Question

A and b can complete a task in 30 days while working together. After a and b have been working together in 11 days, b is called away and a, complete the task all by himself in the next 28 days. If a has to work alone then in how many days the work will be completed?

Answer 1

Answer:

45 days

Step-by-step explanation:

Given :

'a' and b can complete a task in 30 days while working together.

After a and b have been working together in 11 days,

b is called away and a,

complete the task all by himself in the next 28 days.

If a has to work alone then in how many days the work will be completed?

Solution :

Statement 1 :

'a' and b can complete a task in 30 days while working together.

Let the total work done by a in 1 day be x,

Let the total work done by b in 1 day be y,.

Then,

⇒ 30x + 30y =  1   ( whole work done = 1)

__

In one day,

⇒ $x + y = \frac{1}{30}$  ...(i)

__

Statement 2 :

After a and b have been working together in 11 days,

b is called away and a,

complete the task all by himself in the next 28 days.

Work done in 11 days,

⇒ $11x +11y = \frac{11}{30}$  (from (1) )

After that,

'a' works alone to complete the remaining work in 28 days,.

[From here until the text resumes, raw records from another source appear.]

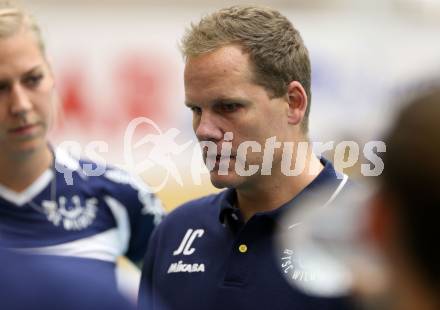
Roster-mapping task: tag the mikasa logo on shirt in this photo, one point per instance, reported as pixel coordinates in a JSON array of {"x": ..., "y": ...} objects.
[
  {"x": 76, "y": 217},
  {"x": 185, "y": 248}
]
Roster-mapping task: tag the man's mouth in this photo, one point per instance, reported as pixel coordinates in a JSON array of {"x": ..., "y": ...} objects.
[{"x": 23, "y": 129}]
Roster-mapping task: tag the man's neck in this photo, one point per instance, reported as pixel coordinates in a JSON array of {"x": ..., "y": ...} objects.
[
  {"x": 18, "y": 173},
  {"x": 273, "y": 191}
]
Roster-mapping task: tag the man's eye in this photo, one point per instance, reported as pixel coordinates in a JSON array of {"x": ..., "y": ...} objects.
[
  {"x": 4, "y": 87},
  {"x": 196, "y": 110},
  {"x": 229, "y": 107},
  {"x": 33, "y": 80}
]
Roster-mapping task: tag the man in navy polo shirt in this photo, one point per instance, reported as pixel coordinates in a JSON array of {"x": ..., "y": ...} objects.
[{"x": 247, "y": 82}]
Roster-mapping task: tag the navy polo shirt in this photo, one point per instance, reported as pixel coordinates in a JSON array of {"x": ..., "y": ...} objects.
[{"x": 203, "y": 256}]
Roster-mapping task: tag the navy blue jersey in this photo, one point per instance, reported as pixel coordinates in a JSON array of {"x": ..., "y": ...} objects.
[
  {"x": 204, "y": 256},
  {"x": 30, "y": 282},
  {"x": 74, "y": 211}
]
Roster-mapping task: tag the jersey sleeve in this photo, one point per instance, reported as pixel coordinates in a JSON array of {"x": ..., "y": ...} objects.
[
  {"x": 144, "y": 210},
  {"x": 145, "y": 296}
]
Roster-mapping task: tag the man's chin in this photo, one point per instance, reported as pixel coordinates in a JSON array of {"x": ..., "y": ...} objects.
[{"x": 223, "y": 181}]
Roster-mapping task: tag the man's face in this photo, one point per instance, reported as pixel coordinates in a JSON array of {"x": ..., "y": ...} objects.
[
  {"x": 223, "y": 97},
  {"x": 26, "y": 88}
]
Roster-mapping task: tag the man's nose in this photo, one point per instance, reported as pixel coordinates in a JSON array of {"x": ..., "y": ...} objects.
[
  {"x": 207, "y": 128},
  {"x": 20, "y": 101}
]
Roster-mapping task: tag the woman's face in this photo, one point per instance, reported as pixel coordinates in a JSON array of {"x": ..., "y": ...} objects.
[{"x": 26, "y": 95}]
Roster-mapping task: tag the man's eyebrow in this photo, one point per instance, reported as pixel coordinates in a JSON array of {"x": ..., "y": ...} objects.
[
  {"x": 33, "y": 69},
  {"x": 189, "y": 104},
  {"x": 231, "y": 100}
]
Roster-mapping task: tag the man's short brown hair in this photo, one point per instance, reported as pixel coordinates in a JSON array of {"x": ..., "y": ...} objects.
[{"x": 275, "y": 47}]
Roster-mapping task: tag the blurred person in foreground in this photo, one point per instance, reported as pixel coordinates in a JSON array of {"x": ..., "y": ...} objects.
[
  {"x": 33, "y": 282},
  {"x": 50, "y": 202},
  {"x": 403, "y": 216},
  {"x": 247, "y": 82}
]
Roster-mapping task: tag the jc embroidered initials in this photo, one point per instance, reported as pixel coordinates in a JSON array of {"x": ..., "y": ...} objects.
[{"x": 187, "y": 241}]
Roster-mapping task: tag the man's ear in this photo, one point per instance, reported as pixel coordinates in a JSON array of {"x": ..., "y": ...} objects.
[
  {"x": 297, "y": 99},
  {"x": 380, "y": 221}
]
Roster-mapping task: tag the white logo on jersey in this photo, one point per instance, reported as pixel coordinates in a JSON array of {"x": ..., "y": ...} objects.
[
  {"x": 181, "y": 267},
  {"x": 292, "y": 266},
  {"x": 75, "y": 218},
  {"x": 187, "y": 241}
]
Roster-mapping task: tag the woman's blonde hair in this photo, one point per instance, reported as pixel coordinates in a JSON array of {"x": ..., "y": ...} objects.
[{"x": 14, "y": 18}]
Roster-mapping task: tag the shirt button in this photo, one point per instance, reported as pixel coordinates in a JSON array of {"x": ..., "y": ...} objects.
[{"x": 242, "y": 248}]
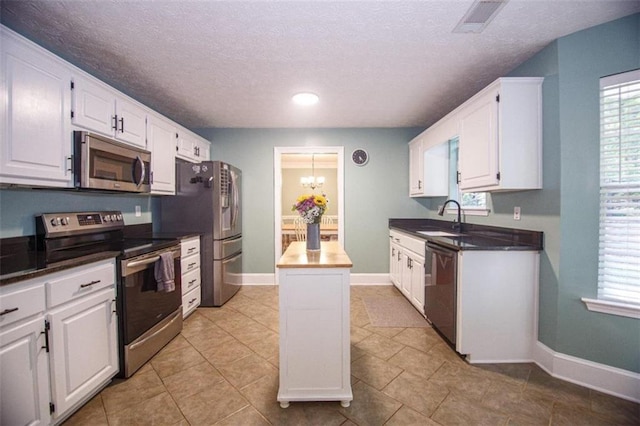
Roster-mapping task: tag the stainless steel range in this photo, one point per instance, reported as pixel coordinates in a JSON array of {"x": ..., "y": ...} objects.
[{"x": 148, "y": 316}]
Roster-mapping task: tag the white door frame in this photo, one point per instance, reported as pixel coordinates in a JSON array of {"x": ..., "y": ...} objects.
[{"x": 277, "y": 190}]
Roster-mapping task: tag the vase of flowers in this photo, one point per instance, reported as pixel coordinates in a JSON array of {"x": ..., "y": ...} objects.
[{"x": 311, "y": 208}]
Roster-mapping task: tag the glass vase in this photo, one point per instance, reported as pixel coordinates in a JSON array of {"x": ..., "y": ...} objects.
[{"x": 313, "y": 236}]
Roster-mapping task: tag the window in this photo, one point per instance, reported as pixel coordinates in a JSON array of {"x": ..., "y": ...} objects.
[
  {"x": 619, "y": 244},
  {"x": 469, "y": 201}
]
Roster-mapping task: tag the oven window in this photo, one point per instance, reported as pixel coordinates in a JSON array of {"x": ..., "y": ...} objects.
[{"x": 143, "y": 306}]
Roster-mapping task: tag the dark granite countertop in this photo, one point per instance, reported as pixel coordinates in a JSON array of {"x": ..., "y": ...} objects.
[
  {"x": 19, "y": 259},
  {"x": 472, "y": 236},
  {"x": 35, "y": 269}
]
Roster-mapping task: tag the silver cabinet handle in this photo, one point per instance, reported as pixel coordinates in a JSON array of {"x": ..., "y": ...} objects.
[
  {"x": 8, "y": 311},
  {"x": 143, "y": 262},
  {"x": 89, "y": 284},
  {"x": 143, "y": 171}
]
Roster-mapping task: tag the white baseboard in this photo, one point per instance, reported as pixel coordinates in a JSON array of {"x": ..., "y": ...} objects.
[
  {"x": 370, "y": 279},
  {"x": 603, "y": 378},
  {"x": 258, "y": 279},
  {"x": 356, "y": 279}
]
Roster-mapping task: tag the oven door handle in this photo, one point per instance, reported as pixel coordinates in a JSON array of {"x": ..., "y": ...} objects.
[{"x": 143, "y": 262}]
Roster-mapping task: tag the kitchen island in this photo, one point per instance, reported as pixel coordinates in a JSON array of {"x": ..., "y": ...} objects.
[{"x": 315, "y": 355}]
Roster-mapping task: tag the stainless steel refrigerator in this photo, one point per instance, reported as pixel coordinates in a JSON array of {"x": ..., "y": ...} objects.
[{"x": 208, "y": 201}]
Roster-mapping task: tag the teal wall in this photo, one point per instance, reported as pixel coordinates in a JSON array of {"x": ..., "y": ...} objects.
[
  {"x": 566, "y": 210},
  {"x": 373, "y": 193},
  {"x": 584, "y": 57},
  {"x": 567, "y": 207},
  {"x": 18, "y": 207}
]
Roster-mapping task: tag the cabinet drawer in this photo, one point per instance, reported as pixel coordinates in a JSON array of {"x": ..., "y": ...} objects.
[
  {"x": 190, "y": 246},
  {"x": 79, "y": 282},
  {"x": 190, "y": 280},
  {"x": 189, "y": 263},
  {"x": 21, "y": 303},
  {"x": 413, "y": 244},
  {"x": 190, "y": 301}
]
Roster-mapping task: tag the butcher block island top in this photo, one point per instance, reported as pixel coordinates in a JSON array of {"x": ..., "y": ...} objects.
[
  {"x": 331, "y": 255},
  {"x": 315, "y": 351}
]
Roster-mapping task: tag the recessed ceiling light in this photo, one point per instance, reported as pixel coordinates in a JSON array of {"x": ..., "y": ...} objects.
[{"x": 305, "y": 98}]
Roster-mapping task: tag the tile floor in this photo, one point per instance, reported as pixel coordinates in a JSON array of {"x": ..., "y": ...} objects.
[{"x": 223, "y": 370}]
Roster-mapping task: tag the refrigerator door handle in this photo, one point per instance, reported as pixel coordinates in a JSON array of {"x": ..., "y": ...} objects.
[{"x": 236, "y": 207}]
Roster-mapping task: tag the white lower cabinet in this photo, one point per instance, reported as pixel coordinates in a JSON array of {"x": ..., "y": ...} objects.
[
  {"x": 84, "y": 348},
  {"x": 496, "y": 305},
  {"x": 190, "y": 269},
  {"x": 406, "y": 267},
  {"x": 24, "y": 373},
  {"x": 58, "y": 343}
]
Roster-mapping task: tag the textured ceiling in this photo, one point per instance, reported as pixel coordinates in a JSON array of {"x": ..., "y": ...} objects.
[{"x": 237, "y": 63}]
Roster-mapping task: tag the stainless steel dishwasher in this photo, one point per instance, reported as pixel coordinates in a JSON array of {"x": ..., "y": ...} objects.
[{"x": 441, "y": 286}]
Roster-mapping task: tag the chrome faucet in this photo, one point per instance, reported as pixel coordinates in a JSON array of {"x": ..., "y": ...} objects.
[{"x": 457, "y": 226}]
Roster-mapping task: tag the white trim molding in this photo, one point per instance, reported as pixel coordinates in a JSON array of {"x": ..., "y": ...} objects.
[
  {"x": 603, "y": 378},
  {"x": 613, "y": 308},
  {"x": 356, "y": 279},
  {"x": 370, "y": 279}
]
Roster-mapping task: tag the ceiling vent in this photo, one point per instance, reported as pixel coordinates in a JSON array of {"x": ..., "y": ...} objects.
[{"x": 479, "y": 15}]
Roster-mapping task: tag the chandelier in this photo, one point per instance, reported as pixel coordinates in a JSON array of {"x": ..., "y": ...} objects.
[{"x": 312, "y": 181}]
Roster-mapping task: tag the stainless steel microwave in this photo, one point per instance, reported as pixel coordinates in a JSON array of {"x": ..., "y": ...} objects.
[{"x": 102, "y": 163}]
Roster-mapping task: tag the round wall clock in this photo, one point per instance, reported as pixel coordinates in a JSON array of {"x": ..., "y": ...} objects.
[{"x": 360, "y": 157}]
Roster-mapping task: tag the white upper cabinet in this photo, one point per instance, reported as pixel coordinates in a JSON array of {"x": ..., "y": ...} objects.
[
  {"x": 191, "y": 147},
  {"x": 429, "y": 160},
  {"x": 416, "y": 167},
  {"x": 101, "y": 109},
  {"x": 161, "y": 141},
  {"x": 501, "y": 137},
  {"x": 35, "y": 130}
]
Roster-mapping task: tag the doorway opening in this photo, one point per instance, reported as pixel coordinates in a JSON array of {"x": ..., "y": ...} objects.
[{"x": 290, "y": 165}]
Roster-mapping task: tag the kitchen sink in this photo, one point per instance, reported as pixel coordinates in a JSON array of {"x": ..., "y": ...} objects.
[{"x": 438, "y": 234}]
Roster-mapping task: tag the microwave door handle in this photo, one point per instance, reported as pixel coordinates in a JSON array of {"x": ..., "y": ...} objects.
[{"x": 143, "y": 171}]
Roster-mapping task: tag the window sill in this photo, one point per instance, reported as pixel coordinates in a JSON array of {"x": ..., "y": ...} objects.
[
  {"x": 613, "y": 308},
  {"x": 470, "y": 212}
]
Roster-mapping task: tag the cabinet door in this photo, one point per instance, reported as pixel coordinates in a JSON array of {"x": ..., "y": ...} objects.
[
  {"x": 394, "y": 255},
  {"x": 203, "y": 150},
  {"x": 24, "y": 375},
  {"x": 35, "y": 131},
  {"x": 93, "y": 106},
  {"x": 161, "y": 138},
  {"x": 416, "y": 164},
  {"x": 131, "y": 123},
  {"x": 186, "y": 146},
  {"x": 417, "y": 283},
  {"x": 405, "y": 274},
  {"x": 478, "y": 155},
  {"x": 84, "y": 348}
]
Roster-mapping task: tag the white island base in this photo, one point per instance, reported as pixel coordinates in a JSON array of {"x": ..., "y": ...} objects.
[{"x": 315, "y": 352}]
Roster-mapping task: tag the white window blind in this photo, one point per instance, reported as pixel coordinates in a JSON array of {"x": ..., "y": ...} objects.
[{"x": 619, "y": 248}]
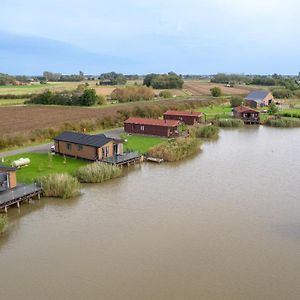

⇒ work done by a in 28 days = remaining work = total - work already completed,

⇒ $28x = 1 - \frac{11}{30} = \frac{30 - 11}{30} = \frac{19}{30}$

⇒ $28x = \frac{19}{30}$

⇒ $x = \frac{19}{28 \times 30} = \frac{19}{840}$

∴ Work done by 'a' in 1 day = $\frac{19}{840}$

∴ time taken for 'a to complete work by himself is,

⇒ $\frac{840}{19}$≈ 45 days